Soft demand at a 30-year Treasury auction and a blowout in the U.S. budget deficit last month also weighed on bonds, and their higher yields in turn pushed the dollar up – particularly against a yen pinned by yield control in Japan.
The yen touched a six-week low of 144.89 per dollar in early trade on Friday, though volumes were thinned owing to a public holiday in Japan. Its stock markets were closed and Treasuries went untraded in the Asia session.
MSCI’s broadest index of Asia-Pacific shares outside Japan edged 0.2 percent lower and headed for a 1- percent weekly loss.
Headline U.S. CPI was 0.2 percent last month, the same as a month earlier, and the details were encouraging – with core goods inflation slowing down and only rents proving stubbornly sticky.
Yet a few hours later San Francisco Fed President Mary Daly told Yahoo Finance that while this was welcome, there “is still more work to do” for policymakers.
“I think the market was hoping with that inflation data that we’d hear Fed speakers say it’s unlikely we’ll have to hike any further, and the next move is a cut,” said Andrew Lilley, chief rates strategist at investment bank Barrenjoey in Sydney.
Benchmark 10-year Treasuries initially rallied on the inflation headlines, but yields were seven basis points higher at 4.11 percent by the close of trade in New York.
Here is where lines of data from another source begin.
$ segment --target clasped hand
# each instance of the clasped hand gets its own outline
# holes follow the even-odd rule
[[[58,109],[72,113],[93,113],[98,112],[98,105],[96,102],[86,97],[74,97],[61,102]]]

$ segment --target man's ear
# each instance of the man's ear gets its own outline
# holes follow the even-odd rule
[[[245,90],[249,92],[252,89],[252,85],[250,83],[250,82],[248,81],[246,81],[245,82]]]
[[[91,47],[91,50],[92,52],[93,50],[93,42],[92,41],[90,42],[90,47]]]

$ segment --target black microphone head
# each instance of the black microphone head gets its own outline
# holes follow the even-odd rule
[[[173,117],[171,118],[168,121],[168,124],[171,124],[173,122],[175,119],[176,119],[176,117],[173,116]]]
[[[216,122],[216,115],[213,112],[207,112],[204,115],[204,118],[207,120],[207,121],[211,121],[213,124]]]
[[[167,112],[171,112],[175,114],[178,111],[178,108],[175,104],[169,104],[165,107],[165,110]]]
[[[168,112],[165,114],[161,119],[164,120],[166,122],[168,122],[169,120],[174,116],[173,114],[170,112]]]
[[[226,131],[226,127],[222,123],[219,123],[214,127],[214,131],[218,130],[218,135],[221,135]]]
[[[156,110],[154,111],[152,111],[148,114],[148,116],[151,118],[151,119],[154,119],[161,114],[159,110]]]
Two-year yields rose two bps to 4.82 percent.
Thirty-year yields jumped six bps to 4.24 percent after a $23 billion auction landed a basis point above where the market was trading. Primary dealers were left with 12.5 percent of the sale.
“That fueled concerns that the markets are struggling to digest what is now a meaningfully larger supply story from the U.S. Treasury,” said Sally Auld, chief investment officer at wealth manager JB Were in Sydney.
The July U.S. budget deficit also came in at $221 billion, more than double market expectations, to take the year-to-date deficit beyond $1.6 trillion – compared with less than half of that a year earlier – and the momentum foreshadows more borrowing.
Dollar gains
In foreign exchange markets, choppy trade in the wake of the inflation data release left the dollar on course for a weekly gain as traders figured that one certainty is that U.S. rates will not be going down for a while.
The euro is down marginally for the week at $1.0988. The yen was eyeing a weekly loss of 2 percent as traders judged the Bank of Japan’s looser cap on 10-year yields as buying time for shorter-dated rates to stay low.
In stock markets, Chinese property stocks were taking a fresh beating on giant developer Country Garden, which is struggling with its debts, forecasting a $7.6 billion net loss in the first half. Country Garden stock fell 11 percent. An index of mainland developers fell 2.3 percent to a nearly three-week low.
Hong Kong shares in Alibaba rose 3.8 percent after the e-commerce giant posted its best quarterly revenue for two years. The broader Hang Seng was flat. Shares in battered Australian casino operator Star Entertainment rose 20 percent after it secured tax concessions from New South Wales state.
In commodity markets, European gas prices have been jumpy on the prospect of a strike on Australian gas fields. Chevron and Woodside are in talks with workers over pay and conditions at facilities that supply about 10 percent of the world’s liquefied natural gas.
Brent crude futures looked to end the week steady at $86.67 a barrel. British growth figures and U.S. consumer confidence data are due later on Friday.